In a career that has spanned nearly three decades coaching varsity football at Escalon High School, Mark Loureiro racked up 281 wins.

And for each win, each season, special memories are a part of the package.

The head coach stalked the sidelines in that role for the final time on Friday night, Nov. 17 as the Cougars hosted Hilmar in a semifinal match in the Sac-Joaquin Section Division VI football playoffs. For the Escalon squad, hopes of a Section title finish for their coach fell in a 41-38 final to the Yellowjackets. (See story, photos in Sports, Page A7.)

“It’s a tough pill to swallow,” Loureiro admitted of falling in what turned out to be the season and career finale.

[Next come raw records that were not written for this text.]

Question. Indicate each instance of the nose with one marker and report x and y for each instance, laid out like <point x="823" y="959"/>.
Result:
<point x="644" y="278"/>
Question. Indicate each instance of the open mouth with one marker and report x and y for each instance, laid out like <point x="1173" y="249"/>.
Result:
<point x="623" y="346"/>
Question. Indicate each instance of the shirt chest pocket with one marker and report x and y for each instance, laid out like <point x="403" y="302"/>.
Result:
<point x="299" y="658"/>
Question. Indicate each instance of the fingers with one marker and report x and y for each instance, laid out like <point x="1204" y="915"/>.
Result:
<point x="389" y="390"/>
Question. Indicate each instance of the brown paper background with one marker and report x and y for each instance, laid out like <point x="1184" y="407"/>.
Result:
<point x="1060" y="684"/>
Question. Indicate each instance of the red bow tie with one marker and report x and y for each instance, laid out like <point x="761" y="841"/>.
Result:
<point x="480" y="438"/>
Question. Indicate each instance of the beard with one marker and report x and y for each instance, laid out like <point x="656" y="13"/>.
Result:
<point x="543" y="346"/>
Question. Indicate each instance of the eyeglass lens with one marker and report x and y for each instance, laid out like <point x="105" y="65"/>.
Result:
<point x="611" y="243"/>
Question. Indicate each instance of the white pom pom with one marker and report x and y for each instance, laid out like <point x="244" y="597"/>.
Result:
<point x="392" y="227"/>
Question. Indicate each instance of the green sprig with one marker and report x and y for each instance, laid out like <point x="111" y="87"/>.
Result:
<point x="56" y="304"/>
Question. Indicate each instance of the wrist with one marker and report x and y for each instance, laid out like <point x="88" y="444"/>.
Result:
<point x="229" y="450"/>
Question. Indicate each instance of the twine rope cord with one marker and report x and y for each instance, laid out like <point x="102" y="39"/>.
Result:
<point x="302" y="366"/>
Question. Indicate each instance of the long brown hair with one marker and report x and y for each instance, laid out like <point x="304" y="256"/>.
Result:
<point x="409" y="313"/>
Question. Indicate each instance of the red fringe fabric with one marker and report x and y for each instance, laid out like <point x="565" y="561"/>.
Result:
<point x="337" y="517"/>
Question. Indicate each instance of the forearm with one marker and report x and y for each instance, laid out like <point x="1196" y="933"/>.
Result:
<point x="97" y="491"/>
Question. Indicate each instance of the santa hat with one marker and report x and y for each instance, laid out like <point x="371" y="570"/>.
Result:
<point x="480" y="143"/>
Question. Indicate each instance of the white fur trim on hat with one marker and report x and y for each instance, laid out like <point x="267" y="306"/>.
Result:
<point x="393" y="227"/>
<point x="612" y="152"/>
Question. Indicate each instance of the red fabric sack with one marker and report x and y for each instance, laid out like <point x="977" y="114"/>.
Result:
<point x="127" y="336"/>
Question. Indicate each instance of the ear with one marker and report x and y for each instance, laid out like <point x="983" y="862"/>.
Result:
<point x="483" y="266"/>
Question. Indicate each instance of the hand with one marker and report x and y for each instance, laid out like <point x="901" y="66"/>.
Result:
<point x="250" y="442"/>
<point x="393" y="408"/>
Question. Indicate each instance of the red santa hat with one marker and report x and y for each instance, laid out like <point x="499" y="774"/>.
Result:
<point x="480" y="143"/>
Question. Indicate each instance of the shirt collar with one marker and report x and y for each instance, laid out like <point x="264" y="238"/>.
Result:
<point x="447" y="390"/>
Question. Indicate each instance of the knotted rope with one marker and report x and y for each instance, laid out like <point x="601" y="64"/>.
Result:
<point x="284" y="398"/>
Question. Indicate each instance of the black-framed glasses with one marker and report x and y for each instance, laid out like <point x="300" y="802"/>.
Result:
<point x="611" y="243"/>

After the Cougars got rolling this season, they claimed a share of the Trans-Valley League title for their coach, got back into the playoffs after an absence of two years and were hoping to take it all the way to the end. Instead, TVL rivals Hilmar and Modesto Christian will battle for the crown. Escalon beat both teams during the regular season.

Loureiro said though the game went down as a loss – bringing his final record to 281 wins, 69 losses and one tie – he couldn’t have been happier with the effort and determination from his team.

“This last one was one of the greats,” he said of the game.

But he admitted to feeling a bit lost afterward.

“It’s who I am, a coach,” he said. “You feel like a part of you died, leaving that field.”

Life will go on, though, as Loureiro looks to reconnect with family, enjoy time with grandkids and do whatever he wants on Friday nights.

He made sure, however, to leave no doubt that his 2017 Cougars hold a special place in his heart, addressing the team in the end zone following the loss.

“It’s a tough way to go out, for these seniors and myself,” he told the team. “It looked like those stars were going to align for us, but we just couldn’t make that big play. This is what championship football is about. This is why you play, this is why I coach.”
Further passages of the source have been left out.